Danny Gokey - My Best Days

Danny Gokey may have been somebody who was either liked or loathed on American Idol but he certainly has started off his country music career on the right foot with a hit title track. How does the rest of the album shake out? 

Coming into American Idol’s eighth season (2009), Danny Gokey was basically a blank-slate.  While he had been a youth pastor who occasionally sang in church, he didn’t really have any secular genre that felt like ‘home.’  From the moment that I heard him sing on Idol, I knew there were only two places for his talent to go after he finished his tenure on the talent contest.  Danny could choose to return to his gospel roots and record a Christian record or he could go the secular route and sign a record deal with a country music label.  After finishing third behind Kris Allen and Adam Lambert, Danny Gokey chose to go the secular route and quickly secured a recording deal with 19 Entertainment’s partner Sony Music. 

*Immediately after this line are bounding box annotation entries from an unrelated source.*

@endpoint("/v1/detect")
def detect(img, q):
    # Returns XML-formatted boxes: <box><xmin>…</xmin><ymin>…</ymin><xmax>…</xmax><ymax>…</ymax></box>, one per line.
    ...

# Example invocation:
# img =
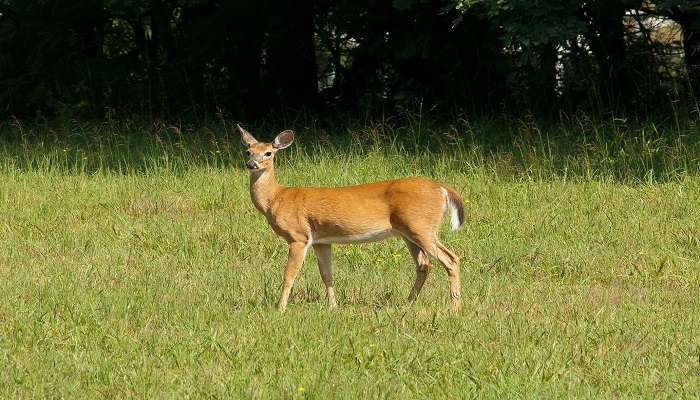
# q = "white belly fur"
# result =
<box><xmin>313</xmin><ymin>229</ymin><xmax>396</xmax><ymax>244</ymax></box>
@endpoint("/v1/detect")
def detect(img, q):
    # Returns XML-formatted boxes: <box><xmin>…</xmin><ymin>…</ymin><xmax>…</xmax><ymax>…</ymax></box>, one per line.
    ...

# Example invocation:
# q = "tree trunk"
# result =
<box><xmin>586</xmin><ymin>0</ymin><xmax>634</xmax><ymax>108</ymax></box>
<box><xmin>267</xmin><ymin>0</ymin><xmax>318</xmax><ymax>107</ymax></box>
<box><xmin>677</xmin><ymin>13</ymin><xmax>700</xmax><ymax>97</ymax></box>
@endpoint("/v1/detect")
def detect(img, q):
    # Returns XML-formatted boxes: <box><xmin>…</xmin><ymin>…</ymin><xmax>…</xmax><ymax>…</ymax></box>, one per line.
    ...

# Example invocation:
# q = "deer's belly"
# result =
<box><xmin>313</xmin><ymin>229</ymin><xmax>396</xmax><ymax>244</ymax></box>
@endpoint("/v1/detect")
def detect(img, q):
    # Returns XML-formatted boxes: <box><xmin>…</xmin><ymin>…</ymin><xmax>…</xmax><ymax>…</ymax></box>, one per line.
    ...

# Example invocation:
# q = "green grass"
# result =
<box><xmin>0</xmin><ymin>121</ymin><xmax>700</xmax><ymax>399</ymax></box>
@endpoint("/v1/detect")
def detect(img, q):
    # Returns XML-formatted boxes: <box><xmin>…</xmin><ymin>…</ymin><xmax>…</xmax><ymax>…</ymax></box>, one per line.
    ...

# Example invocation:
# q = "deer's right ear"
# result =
<box><xmin>237</xmin><ymin>125</ymin><xmax>258</xmax><ymax>147</ymax></box>
<box><xmin>272</xmin><ymin>130</ymin><xmax>294</xmax><ymax>150</ymax></box>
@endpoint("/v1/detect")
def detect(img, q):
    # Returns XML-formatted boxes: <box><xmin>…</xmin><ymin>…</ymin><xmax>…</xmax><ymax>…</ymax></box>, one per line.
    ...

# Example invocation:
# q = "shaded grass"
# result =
<box><xmin>0</xmin><ymin>117</ymin><xmax>700</xmax><ymax>398</ymax></box>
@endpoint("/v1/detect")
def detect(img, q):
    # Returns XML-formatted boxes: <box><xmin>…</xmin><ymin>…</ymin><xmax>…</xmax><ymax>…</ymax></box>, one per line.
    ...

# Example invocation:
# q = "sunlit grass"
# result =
<box><xmin>0</xmin><ymin>121</ymin><xmax>700</xmax><ymax>399</ymax></box>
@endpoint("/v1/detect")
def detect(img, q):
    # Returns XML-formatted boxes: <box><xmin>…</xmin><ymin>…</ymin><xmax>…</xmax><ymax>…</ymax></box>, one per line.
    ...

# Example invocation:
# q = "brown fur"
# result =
<box><xmin>239</xmin><ymin>127</ymin><xmax>464</xmax><ymax>311</ymax></box>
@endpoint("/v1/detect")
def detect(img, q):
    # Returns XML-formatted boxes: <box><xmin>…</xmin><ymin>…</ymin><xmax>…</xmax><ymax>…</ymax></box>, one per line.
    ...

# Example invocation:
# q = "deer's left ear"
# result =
<box><xmin>272</xmin><ymin>130</ymin><xmax>294</xmax><ymax>150</ymax></box>
<box><xmin>238</xmin><ymin>125</ymin><xmax>258</xmax><ymax>147</ymax></box>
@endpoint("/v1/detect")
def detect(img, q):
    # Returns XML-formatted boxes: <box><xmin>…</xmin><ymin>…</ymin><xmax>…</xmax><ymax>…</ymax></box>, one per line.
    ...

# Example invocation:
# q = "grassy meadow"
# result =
<box><xmin>0</xmin><ymin>119</ymin><xmax>700</xmax><ymax>399</ymax></box>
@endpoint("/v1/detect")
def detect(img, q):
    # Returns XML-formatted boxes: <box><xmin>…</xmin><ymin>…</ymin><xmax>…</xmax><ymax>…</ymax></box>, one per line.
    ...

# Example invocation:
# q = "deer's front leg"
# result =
<box><xmin>277</xmin><ymin>242</ymin><xmax>308</xmax><ymax>312</ymax></box>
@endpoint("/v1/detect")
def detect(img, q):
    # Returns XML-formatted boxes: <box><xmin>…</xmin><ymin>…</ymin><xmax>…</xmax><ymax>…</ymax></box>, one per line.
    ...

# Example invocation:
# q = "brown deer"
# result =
<box><xmin>238</xmin><ymin>125</ymin><xmax>464</xmax><ymax>312</ymax></box>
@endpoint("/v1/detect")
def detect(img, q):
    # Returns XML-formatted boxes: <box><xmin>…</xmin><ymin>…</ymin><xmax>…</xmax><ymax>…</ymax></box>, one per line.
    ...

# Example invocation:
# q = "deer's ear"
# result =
<box><xmin>237</xmin><ymin>125</ymin><xmax>258</xmax><ymax>147</ymax></box>
<box><xmin>272</xmin><ymin>130</ymin><xmax>294</xmax><ymax>150</ymax></box>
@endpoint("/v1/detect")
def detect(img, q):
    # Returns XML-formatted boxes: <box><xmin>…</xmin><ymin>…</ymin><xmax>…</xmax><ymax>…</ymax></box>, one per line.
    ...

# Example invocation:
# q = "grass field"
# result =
<box><xmin>0</xmin><ymin>121</ymin><xmax>700</xmax><ymax>399</ymax></box>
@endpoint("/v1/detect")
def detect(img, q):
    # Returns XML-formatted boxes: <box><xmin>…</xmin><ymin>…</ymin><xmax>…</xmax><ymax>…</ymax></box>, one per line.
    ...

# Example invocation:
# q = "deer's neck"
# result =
<box><xmin>250</xmin><ymin>168</ymin><xmax>282</xmax><ymax>214</ymax></box>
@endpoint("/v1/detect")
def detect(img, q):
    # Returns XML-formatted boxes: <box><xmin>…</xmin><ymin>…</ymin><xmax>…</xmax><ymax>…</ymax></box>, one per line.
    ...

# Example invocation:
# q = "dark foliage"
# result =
<box><xmin>0</xmin><ymin>0</ymin><xmax>700</xmax><ymax>119</ymax></box>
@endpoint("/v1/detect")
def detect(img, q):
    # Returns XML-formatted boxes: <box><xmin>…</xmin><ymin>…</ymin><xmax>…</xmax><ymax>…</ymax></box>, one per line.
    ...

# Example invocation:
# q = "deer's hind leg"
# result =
<box><xmin>314</xmin><ymin>244</ymin><xmax>338</xmax><ymax>308</ymax></box>
<box><xmin>404</xmin><ymin>238</ymin><xmax>433</xmax><ymax>303</ymax></box>
<box><xmin>401</xmin><ymin>230</ymin><xmax>462</xmax><ymax>311</ymax></box>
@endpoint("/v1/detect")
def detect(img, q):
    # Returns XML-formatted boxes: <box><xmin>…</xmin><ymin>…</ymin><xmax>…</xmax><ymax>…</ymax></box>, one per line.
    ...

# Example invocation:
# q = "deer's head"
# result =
<box><xmin>238</xmin><ymin>125</ymin><xmax>294</xmax><ymax>172</ymax></box>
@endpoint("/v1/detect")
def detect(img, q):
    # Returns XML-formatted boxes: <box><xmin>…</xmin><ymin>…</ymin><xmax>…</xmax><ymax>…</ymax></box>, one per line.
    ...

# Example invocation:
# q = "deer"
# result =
<box><xmin>237</xmin><ymin>125</ymin><xmax>464</xmax><ymax>313</ymax></box>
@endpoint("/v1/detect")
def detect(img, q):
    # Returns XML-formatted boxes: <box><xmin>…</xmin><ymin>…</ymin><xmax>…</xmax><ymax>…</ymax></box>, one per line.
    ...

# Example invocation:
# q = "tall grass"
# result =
<box><xmin>0</xmin><ymin>116</ymin><xmax>700</xmax><ymax>182</ymax></box>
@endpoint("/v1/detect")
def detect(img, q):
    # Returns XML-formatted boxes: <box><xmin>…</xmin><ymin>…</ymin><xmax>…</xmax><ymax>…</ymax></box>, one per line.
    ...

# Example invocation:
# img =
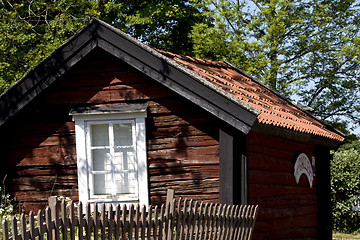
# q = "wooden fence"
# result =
<box><xmin>2</xmin><ymin>190</ymin><xmax>258</xmax><ymax>240</ymax></box>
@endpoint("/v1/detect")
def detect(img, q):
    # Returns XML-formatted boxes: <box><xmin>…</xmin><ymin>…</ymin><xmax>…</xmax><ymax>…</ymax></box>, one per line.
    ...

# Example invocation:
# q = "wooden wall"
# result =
<box><xmin>248</xmin><ymin>132</ymin><xmax>318</xmax><ymax>239</ymax></box>
<box><xmin>1</xmin><ymin>51</ymin><xmax>219</xmax><ymax>211</ymax></box>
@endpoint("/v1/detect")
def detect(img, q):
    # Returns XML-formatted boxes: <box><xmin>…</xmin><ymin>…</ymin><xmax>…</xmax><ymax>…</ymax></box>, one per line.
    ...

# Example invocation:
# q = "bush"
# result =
<box><xmin>331</xmin><ymin>141</ymin><xmax>360</xmax><ymax>233</ymax></box>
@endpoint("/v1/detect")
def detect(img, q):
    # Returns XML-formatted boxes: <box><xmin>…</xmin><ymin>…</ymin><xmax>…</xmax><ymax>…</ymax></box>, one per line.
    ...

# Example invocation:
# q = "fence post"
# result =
<box><xmin>48</xmin><ymin>196</ymin><xmax>59</xmax><ymax>240</ymax></box>
<box><xmin>165</xmin><ymin>189</ymin><xmax>175</xmax><ymax>212</ymax></box>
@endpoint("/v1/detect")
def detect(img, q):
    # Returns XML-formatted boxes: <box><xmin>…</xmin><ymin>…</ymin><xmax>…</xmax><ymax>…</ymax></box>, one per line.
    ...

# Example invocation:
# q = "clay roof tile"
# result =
<box><xmin>158</xmin><ymin>50</ymin><xmax>344</xmax><ymax>141</ymax></box>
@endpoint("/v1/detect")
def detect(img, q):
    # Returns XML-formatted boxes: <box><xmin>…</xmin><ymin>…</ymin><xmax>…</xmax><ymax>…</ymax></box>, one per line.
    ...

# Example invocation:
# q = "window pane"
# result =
<box><xmin>91</xmin><ymin>149</ymin><xmax>111</xmax><ymax>171</ymax></box>
<box><xmin>93</xmin><ymin>174</ymin><xmax>111</xmax><ymax>195</ymax></box>
<box><xmin>114</xmin><ymin>148</ymin><xmax>135</xmax><ymax>171</ymax></box>
<box><xmin>114</xmin><ymin>123</ymin><xmax>132</xmax><ymax>146</ymax></box>
<box><xmin>115</xmin><ymin>172</ymin><xmax>136</xmax><ymax>195</ymax></box>
<box><xmin>91</xmin><ymin>124</ymin><xmax>109</xmax><ymax>147</ymax></box>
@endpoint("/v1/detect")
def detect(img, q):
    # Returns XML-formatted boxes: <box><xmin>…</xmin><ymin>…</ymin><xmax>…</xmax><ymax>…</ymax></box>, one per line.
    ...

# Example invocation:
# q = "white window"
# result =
<box><xmin>70</xmin><ymin>104</ymin><xmax>149</xmax><ymax>205</ymax></box>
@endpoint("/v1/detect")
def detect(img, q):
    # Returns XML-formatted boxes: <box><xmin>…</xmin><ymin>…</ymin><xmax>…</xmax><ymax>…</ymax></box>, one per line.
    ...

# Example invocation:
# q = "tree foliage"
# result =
<box><xmin>0</xmin><ymin>0</ymin><xmax>204</xmax><ymax>93</ymax></box>
<box><xmin>331</xmin><ymin>140</ymin><xmax>360</xmax><ymax>233</ymax></box>
<box><xmin>191</xmin><ymin>0</ymin><xmax>360</xmax><ymax>131</ymax></box>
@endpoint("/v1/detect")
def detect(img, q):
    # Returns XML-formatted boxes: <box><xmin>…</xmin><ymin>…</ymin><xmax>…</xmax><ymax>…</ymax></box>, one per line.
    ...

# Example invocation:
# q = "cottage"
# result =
<box><xmin>0</xmin><ymin>20</ymin><xmax>344</xmax><ymax>239</ymax></box>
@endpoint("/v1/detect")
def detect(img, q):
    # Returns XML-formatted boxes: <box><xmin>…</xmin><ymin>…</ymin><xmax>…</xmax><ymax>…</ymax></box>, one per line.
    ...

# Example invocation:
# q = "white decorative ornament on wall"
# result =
<box><xmin>294</xmin><ymin>153</ymin><xmax>314</xmax><ymax>187</ymax></box>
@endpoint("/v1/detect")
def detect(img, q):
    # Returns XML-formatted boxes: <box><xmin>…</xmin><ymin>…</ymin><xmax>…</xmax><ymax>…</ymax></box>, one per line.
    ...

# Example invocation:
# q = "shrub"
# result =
<box><xmin>331</xmin><ymin>145</ymin><xmax>360</xmax><ymax>233</ymax></box>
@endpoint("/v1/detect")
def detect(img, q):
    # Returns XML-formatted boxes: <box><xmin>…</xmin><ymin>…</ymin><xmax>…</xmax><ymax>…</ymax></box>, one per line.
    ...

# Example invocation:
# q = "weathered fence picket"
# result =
<box><xmin>2</xmin><ymin>192</ymin><xmax>258</xmax><ymax>240</ymax></box>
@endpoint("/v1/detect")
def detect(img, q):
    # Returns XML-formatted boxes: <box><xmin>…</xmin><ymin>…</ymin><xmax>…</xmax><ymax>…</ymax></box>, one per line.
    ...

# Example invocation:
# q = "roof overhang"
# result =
<box><xmin>0</xmin><ymin>19</ymin><xmax>259</xmax><ymax>134</ymax></box>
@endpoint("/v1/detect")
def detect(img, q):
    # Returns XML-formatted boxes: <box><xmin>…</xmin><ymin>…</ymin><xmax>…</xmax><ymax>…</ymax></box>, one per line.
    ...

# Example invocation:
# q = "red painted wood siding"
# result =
<box><xmin>3</xmin><ymin>49</ymin><xmax>219</xmax><ymax>210</ymax></box>
<box><xmin>249</xmin><ymin>132</ymin><xmax>318</xmax><ymax>239</ymax></box>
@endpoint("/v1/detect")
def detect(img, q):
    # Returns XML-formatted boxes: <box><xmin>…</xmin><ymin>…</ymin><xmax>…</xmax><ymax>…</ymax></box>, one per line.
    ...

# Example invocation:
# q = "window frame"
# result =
<box><xmin>70</xmin><ymin>105</ymin><xmax>149</xmax><ymax>206</ymax></box>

Recording under the RCA imprint, Danny actually has chosen to record songs that straddle the CCM and country lines and while many of the songs have tasty melodies, it is the lyrics that draw the listener in.  While the CCM-ish production from Mark Bright might be a cause for concern among traditionalist or even country-pop fans, it’s not as if this is unexpected from the widower who was inspired to try out for Idol as a tribute to his departed wife Sohpia.  The record kicks off with the optimistic “My Best Days Are Ahead Of Me,” the song from which My Best Days obviously comes from.  The single, which is in the lower 30s on the chart the week of the album’s release, might be the perfect bridge into Danny’s version of country music as he sings lyrics about being ‘old enough to look back on past mistakes, young enough to still follow dreams,’ and wise enough that even though things may have gone the wrong way in the past, that his best days are still in front of him and not behind him.  It’s an optimistic viewpoint and one that aligns nicely with Gokey’s proclaimed ‘positive message’ music mantra.  Kara DioGuardi co-wrote “I Still Believe” with songwriter Busbee and it seems as if it were written explicitly for Gokey himself as it finds Gokey singing about his belief in God despite all some evidence to the contrary.  Even if not released to mainstream country radio, the soulful crooner might find himself with a CCM or inspirational country chart hit, something that can also be said about the nice spiritual track from Lady Antebellum’s Charles Kelley and Dave Haywood and top songwriter Tom Douglas, “It’s Only.” 

While primarily a mid-tempo contemporary country music affair, there are a couple of tracks on the record where Danny Gokey’s pliable voice is able to soar and one of those is the funky Billy Simon, Jimmy Lee Sloas and Ron Hemby co-write.  “Get Away.”  It’s a bluesy track about a man who is finally at his wits end so he decides that he’s gotta get away from what is causing him to be in a rut.  Another song that fits the up-tempo mantra from Gokey is “Like It’s A Bad Thing.” While the lyrics might be a little ‘cliché filled,’ the songs melody perfectly accentuates the song.  “Crazy On Ya” is another ‘tempo’ song that helps guide the album along.

There are a couple of songs that feel like they’re the touchstones of the album (outside the title track) and they are the Jeffrey Steele and Marv Green co-write “Tiny Life,” and the final two tracks on the album, “Be Somebody” and “I Will Not Say Goodbye.”  The first song recalls the pace of “What Hurts The Most” lyrically with a relaxed melody that seems to get better and better with each successive listen.  There’s a nice guitar solo (by Tom Bukovac) on the track while “Be Somebody” comes from bluesy country artist Joanna Cotten, Texas artist Adam Hood and hit songwriter Greg Barnhill.  The song is a funky, bluesy slice of uptempo country pop (a banjo guides the way) but the lyrics really do tell a story about the nature of humans to want to be ‘somebody.’  The last track on the album is also the most obvious song that references the loss of Danny Gokey’s wife.  Lari White, Chuck Cannon and Vicky McGeehee co-wrote the song and it also is the most ‘passionate’ sounding track on the record.

In the end what every artist’s career comes down to is the strength of the songs they sing.  They not only have to believe the songs they are singing but it also helps to have somewhat lived them.  On My Best Days it sure feels like Danny Gokey has gotten himself a strong set of songs that find him in strong voice.  Yes, this record straddles the line between CCM and Contemporary country music but that doesn’t make it a bad record.  In fact, it’s what makes My Best Days a good record and the exact record I expected him to make after watching him do so well on American Idol.